Invité de l’émission flamande Terzake (VRT), le Ministre-Président wallon Adrien Dolimont a répondu aux inquiétudes exprimées par plusieurs CPAS à la suite de l’entrée en vigueur, au 1er janvier 2026, de la limitation dans le temps des allocations de chômage, une réforme fédérale dont l’impact est plus marqué en Wallonie.
Dès le début de l’entretien, il replace la mesure dans son contexte politique et électoral : « C’est un changement assez majeur. Depuis la mise en place du gouvernement, on savait que cette mesure allait arriver.

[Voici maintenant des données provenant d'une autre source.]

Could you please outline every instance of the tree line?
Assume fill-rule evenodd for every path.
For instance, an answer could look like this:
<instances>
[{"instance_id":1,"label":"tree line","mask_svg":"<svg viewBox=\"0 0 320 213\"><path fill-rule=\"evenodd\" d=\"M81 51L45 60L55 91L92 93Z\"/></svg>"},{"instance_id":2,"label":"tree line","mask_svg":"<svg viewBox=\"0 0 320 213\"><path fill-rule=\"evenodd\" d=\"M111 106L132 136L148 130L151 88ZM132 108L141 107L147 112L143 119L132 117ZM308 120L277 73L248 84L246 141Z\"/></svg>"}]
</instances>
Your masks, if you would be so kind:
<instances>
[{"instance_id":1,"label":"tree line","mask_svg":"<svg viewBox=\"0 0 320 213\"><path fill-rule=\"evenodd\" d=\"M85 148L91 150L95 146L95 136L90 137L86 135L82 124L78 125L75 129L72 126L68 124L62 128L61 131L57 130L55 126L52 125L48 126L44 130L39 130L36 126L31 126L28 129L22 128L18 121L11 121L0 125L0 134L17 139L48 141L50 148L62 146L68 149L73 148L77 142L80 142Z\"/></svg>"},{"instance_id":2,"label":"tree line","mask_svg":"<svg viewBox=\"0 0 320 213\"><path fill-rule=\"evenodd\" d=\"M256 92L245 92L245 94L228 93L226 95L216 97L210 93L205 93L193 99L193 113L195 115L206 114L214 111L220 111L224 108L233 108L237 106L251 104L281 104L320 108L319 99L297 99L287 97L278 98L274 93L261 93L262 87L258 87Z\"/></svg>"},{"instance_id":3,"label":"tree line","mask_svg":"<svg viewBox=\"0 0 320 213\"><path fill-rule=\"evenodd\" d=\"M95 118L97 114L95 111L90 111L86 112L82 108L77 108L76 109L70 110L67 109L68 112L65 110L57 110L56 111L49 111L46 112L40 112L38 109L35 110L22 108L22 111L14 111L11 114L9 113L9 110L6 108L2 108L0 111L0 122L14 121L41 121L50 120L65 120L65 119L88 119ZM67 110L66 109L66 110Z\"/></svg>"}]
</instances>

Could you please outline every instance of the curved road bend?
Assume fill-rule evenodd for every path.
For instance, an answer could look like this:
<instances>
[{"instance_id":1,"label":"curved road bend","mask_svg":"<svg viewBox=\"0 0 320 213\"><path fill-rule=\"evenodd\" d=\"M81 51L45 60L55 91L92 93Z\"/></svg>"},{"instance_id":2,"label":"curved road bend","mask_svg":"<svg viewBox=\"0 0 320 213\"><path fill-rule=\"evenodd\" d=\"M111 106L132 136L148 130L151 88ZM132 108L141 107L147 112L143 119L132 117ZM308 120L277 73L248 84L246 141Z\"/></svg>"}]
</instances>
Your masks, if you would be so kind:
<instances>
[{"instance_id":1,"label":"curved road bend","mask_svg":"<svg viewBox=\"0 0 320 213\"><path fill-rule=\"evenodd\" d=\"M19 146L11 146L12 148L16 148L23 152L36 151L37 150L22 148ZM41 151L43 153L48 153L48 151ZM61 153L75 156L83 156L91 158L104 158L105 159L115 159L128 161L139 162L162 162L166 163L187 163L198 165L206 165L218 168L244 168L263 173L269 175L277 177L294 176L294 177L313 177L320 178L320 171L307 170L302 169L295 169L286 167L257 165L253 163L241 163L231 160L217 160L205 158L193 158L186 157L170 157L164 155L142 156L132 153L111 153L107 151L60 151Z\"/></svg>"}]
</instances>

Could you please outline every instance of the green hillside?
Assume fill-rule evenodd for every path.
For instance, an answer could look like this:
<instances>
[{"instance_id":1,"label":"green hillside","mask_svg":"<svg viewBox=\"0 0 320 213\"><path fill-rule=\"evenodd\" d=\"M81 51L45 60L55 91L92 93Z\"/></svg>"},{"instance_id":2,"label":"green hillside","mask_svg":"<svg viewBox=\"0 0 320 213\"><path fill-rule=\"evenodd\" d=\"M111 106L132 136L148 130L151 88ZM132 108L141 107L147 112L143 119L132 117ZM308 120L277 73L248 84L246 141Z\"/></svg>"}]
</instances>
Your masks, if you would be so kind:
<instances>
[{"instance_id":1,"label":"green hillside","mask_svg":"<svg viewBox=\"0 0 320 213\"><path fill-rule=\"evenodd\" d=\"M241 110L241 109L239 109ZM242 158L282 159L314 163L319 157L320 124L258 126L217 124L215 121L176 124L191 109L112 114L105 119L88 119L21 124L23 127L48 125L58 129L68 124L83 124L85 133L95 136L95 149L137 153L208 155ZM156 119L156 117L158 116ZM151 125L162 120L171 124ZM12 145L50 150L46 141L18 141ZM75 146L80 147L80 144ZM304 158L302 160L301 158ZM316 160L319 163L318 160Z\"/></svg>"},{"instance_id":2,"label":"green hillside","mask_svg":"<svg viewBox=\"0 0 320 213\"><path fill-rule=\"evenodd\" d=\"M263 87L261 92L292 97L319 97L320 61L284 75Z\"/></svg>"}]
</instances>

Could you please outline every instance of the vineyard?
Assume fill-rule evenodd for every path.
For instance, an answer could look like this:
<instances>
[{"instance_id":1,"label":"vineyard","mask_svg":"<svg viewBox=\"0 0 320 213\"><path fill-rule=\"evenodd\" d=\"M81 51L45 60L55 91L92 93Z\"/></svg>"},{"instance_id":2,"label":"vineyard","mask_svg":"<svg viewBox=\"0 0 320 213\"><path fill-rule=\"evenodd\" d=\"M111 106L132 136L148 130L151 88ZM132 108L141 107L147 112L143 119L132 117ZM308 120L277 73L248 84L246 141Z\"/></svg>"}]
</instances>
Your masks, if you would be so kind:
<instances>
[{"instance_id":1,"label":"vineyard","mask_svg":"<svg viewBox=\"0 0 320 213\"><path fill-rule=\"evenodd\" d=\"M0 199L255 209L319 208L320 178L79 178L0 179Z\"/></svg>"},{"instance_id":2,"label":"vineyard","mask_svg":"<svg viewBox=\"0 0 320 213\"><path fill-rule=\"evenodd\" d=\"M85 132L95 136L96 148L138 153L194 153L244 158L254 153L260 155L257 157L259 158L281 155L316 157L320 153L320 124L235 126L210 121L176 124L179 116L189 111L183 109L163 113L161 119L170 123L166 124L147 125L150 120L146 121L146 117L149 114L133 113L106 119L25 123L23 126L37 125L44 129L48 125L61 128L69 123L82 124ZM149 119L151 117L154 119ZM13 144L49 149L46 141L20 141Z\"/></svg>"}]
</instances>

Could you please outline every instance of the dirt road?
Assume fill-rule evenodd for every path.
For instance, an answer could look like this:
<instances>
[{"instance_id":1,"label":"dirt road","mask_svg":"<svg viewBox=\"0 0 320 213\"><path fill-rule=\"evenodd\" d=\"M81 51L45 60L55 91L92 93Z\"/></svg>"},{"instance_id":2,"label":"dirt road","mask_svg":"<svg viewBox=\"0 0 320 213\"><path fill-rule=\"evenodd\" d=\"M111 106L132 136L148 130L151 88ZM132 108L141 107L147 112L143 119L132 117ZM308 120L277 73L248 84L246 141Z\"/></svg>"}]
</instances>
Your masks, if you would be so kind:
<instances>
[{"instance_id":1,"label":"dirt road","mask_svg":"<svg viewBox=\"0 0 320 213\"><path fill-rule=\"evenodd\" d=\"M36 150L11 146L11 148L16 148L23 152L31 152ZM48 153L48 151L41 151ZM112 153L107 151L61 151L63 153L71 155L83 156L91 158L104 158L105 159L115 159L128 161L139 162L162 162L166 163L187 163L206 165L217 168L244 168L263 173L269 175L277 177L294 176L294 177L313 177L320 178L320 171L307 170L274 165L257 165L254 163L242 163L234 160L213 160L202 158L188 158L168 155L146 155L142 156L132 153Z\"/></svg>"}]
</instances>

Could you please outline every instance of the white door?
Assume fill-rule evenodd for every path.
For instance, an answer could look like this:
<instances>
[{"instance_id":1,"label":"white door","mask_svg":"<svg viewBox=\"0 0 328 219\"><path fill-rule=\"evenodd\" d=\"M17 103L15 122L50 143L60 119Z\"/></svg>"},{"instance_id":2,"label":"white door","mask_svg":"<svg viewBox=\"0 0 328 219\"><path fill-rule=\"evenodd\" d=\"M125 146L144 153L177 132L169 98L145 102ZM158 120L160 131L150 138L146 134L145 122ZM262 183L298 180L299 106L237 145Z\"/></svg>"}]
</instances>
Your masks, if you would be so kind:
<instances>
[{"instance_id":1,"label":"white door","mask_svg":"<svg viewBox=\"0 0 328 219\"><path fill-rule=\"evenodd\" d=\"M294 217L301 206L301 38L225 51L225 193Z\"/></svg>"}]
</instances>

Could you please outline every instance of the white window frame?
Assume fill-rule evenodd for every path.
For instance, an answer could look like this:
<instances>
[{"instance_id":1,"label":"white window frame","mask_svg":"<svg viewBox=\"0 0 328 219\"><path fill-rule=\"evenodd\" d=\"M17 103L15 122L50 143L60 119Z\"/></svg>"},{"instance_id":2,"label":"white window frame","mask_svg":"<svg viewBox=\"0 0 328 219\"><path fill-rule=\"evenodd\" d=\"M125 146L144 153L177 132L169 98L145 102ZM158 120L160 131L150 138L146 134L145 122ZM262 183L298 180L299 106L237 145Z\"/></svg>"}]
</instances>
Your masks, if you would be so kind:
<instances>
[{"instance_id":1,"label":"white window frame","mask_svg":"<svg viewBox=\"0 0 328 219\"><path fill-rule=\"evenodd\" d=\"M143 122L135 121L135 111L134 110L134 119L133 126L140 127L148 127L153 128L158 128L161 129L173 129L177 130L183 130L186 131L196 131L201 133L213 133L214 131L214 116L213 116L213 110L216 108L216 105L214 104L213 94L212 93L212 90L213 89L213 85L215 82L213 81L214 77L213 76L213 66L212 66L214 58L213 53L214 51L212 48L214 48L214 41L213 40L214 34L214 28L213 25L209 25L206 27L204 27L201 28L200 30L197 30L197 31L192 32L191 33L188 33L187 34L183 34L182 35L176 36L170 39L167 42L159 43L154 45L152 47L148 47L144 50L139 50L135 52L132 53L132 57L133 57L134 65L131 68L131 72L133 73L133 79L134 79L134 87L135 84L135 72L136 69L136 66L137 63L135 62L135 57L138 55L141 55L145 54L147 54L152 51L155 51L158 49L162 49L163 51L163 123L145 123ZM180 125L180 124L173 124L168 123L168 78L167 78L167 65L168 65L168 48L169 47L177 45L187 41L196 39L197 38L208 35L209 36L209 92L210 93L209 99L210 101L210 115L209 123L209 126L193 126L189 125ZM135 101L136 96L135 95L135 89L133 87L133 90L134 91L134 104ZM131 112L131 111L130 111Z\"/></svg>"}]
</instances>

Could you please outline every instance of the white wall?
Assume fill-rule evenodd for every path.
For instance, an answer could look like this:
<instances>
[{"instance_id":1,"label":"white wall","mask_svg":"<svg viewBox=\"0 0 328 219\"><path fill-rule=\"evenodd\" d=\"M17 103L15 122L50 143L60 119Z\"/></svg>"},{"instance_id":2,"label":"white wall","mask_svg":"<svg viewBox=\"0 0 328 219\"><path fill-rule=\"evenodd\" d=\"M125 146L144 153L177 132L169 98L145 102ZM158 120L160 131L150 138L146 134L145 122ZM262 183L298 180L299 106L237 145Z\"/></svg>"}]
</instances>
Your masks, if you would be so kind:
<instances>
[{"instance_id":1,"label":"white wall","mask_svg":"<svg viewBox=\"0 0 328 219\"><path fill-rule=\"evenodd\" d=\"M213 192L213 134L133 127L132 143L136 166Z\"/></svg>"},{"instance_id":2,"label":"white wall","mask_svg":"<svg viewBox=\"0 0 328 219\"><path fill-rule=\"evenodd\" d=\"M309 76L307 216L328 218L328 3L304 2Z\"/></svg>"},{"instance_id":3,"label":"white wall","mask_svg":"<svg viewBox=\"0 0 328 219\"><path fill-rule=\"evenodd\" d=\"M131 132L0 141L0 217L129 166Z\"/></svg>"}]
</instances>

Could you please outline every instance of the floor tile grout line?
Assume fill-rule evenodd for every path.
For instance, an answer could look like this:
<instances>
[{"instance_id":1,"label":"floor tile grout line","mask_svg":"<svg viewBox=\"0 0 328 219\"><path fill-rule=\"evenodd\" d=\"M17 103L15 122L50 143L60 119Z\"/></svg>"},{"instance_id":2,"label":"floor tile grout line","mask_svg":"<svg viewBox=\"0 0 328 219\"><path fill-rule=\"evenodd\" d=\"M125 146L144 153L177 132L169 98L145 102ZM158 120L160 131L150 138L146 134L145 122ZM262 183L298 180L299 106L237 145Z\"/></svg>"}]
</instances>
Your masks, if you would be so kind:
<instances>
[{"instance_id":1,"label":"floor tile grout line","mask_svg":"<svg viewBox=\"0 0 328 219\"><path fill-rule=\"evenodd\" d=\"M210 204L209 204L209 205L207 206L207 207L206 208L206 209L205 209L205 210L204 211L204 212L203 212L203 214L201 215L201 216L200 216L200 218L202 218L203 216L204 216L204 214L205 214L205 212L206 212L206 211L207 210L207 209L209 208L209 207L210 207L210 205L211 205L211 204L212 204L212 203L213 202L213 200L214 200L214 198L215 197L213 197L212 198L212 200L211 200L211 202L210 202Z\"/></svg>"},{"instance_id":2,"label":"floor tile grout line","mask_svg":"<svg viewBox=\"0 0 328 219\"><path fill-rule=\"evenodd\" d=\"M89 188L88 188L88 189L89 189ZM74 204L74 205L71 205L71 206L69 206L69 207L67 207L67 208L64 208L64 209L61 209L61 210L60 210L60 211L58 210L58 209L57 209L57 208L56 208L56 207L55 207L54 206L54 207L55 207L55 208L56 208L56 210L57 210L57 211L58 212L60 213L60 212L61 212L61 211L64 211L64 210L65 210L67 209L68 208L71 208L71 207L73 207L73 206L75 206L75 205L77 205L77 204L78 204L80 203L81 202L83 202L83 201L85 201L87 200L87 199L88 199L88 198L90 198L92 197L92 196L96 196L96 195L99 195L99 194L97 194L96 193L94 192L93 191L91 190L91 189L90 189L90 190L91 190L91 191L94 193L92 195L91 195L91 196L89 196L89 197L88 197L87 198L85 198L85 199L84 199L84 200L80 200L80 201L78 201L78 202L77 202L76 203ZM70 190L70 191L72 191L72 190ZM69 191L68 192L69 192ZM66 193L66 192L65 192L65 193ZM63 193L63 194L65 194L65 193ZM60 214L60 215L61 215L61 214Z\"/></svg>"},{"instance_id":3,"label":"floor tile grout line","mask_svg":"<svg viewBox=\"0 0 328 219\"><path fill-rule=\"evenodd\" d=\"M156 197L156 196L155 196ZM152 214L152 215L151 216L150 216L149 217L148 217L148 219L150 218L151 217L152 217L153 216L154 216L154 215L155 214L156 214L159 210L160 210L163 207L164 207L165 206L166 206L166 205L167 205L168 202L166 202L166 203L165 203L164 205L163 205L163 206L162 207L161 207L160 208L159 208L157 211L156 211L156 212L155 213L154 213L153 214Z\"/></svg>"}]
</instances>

Elle figurait dans les programmes de l’ensemble des partis de la majorité. »
Adrien Dolimont reconnaît que les effets de la réforme sont plus importants en Wallonie qu’en Flandre. C’est précisément pour cette raison que le gouvernement wallon a fait le choix de l’anticipation et de l’accompagnement. Dès le début de la législature, un travail approfondi a été engagé avec le ministre de l’Économie et de l’Emploi, Pierre-Yves Jeholet, autour de la réinsertion professionnelle et des formations, mais aussi des aides à l’emploi et à l’embauche. L’objectif est clair : éviter une simple bascule vers les CPAS et favoriser un retour durable vers l’activité.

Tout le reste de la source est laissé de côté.